Expectations of health care quality among rural Maya villagers in Sololá Department, Guatemala: A qualitative analysis

Background: Indigenous populations in Latin America have worse health outcomes than their nonindigenous counterparts. Differences in access to and use of biomedical resources may explain some of the observed disparities. Efforts to address these differences could be aided in part by better understanding the socio-medical contexts in which they occur. Methods: We performed a qualitative analysis of field notes collected during a 2008 program evaluation of a health post in a rural Maya village in Sololá Department, Guatemala. Forty-one interviews were conducted among a community-based convenience sample of adult men and women. Interviews focused on experiences, perceptions, and behaviors related to the local biomedical and ethnomedical health care resources. Results: Penetrance of the local health post was high, with most (90%) of respondents having accessed it within the prior five years. The prevailing attitude toward the health post was positive. We identified facilitators and barriers to health post use that corresponded with three thematic areas: clinic operations, visits and consultations, and medical resources.
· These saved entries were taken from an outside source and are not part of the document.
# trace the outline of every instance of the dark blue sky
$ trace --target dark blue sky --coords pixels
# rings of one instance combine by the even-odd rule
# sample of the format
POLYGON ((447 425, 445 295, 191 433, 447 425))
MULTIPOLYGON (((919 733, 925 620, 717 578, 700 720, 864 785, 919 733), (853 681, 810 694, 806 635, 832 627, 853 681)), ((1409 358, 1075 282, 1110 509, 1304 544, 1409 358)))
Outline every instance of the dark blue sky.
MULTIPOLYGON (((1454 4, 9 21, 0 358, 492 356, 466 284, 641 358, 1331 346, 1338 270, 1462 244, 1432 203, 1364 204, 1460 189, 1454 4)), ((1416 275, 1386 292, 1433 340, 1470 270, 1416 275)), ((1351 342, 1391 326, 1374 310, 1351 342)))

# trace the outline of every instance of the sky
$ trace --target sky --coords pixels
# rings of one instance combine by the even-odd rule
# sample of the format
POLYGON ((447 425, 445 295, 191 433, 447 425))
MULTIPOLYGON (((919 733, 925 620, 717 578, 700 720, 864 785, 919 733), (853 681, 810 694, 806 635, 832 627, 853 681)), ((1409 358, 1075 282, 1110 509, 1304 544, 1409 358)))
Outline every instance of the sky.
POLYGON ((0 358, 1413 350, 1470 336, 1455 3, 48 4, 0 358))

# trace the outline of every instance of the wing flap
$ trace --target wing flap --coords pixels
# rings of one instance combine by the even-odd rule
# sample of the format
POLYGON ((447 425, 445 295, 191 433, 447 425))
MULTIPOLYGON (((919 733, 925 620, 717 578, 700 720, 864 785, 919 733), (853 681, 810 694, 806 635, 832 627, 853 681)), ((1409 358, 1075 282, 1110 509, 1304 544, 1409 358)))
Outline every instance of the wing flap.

Proximity to the home, free consultations and medications, and social support services were among the most commonly cited facilitators. Barriers included limited clinic hours, medication stock-outs, provision of care that did not meet patient expectations, and unavailability of diagnostic tests. Conclusions: In a rural Maya community in Guatemala, operational and quality-based factors, independent of sociocultural considerations, informed the perception of and decision to access biomedical resources. Interventions that address these factors may increase health care utilization and alleviate some of the health disparities that accompany indigeneity in Guatemala and similar contexts.